Labor deregulation to unleash loggers

By Paul Oboohov

SYDNEY — As New South Wales counts down to the state election in March, the Wilderness Society's Western Sydney branch hosted a forum asking whether Carr Labor would make a difference to the environment if elected. Fronting was Labor's shadow minister for the environment, Pam Allen, from the state Centre Unity (right) faction.

Allen toughed it out. Dealing with the Garden of Stone area of sandstone pagoda-like formations in the mountains above Lithgow, where land subsidence due to coal mining is damaging the formations, was put in the too hard basket. Allen shrugged off criticism, saying that the issue "is one of the worst aspects of our policy".

Intimating that there was a new maturity in the labour movement in regard to forest issues, Allen claims there is a concession by unions covering forestry workers that in some areas perhaps some jobs are not environmentally justified.

Asked whether a Carr Labor government could give a categorical denial that it would not privatise, corporatise or open up to competition state government bodies such the Forestry Commission, National Parks and Wildlife Service, Water Board and the Environment Protection Agency, Allen did not mince words: of course the Forestry Commission would be opened up to competition, this being Labor's response to the shoddy forest management practices of that body.

Allen went on to say that a Labor government would corporatise the Water Board, but categorically denied any action in regard to the Environment Protection Agency. She did not mention the National Parks and Wildlife Service.

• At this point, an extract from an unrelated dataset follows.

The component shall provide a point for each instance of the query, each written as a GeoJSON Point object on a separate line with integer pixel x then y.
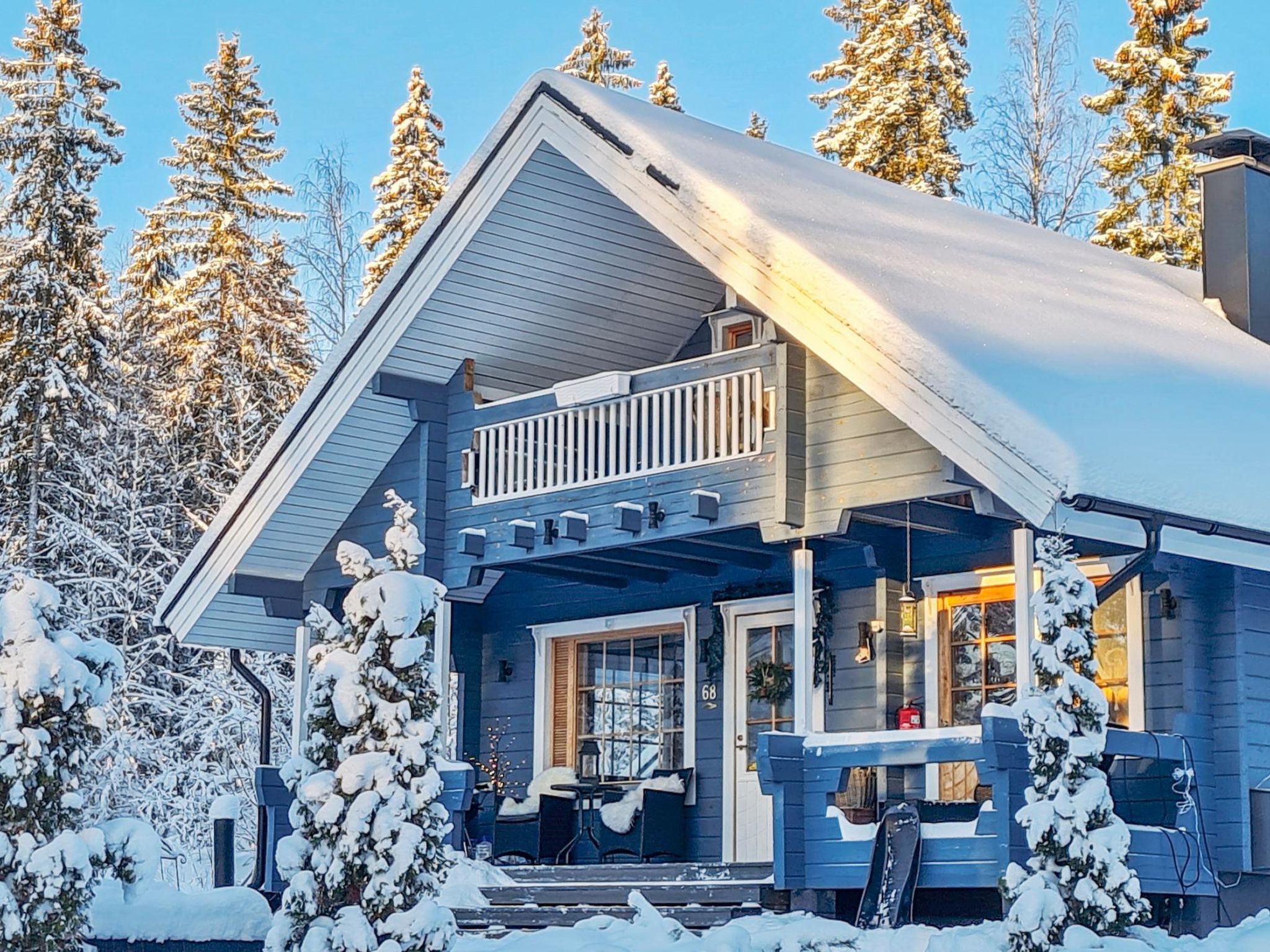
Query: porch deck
{"type": "Point", "coordinates": [698, 895]}
{"type": "Point", "coordinates": [818, 848]}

If at the moment forests are being mismanaged, then the answer for an environmentally aware government would surely be to reform the secretive body and open it up to public scrutiny and accountability. Instead, Labor's recipe will be to set up private regulators in competition with it. This can only lead to conflicts of interest.

Corporatisation of the Water Board will lead to higher prices for water, due to requirements to turn a profit. And the exclusion of NPWS from Allen's answer is ominous.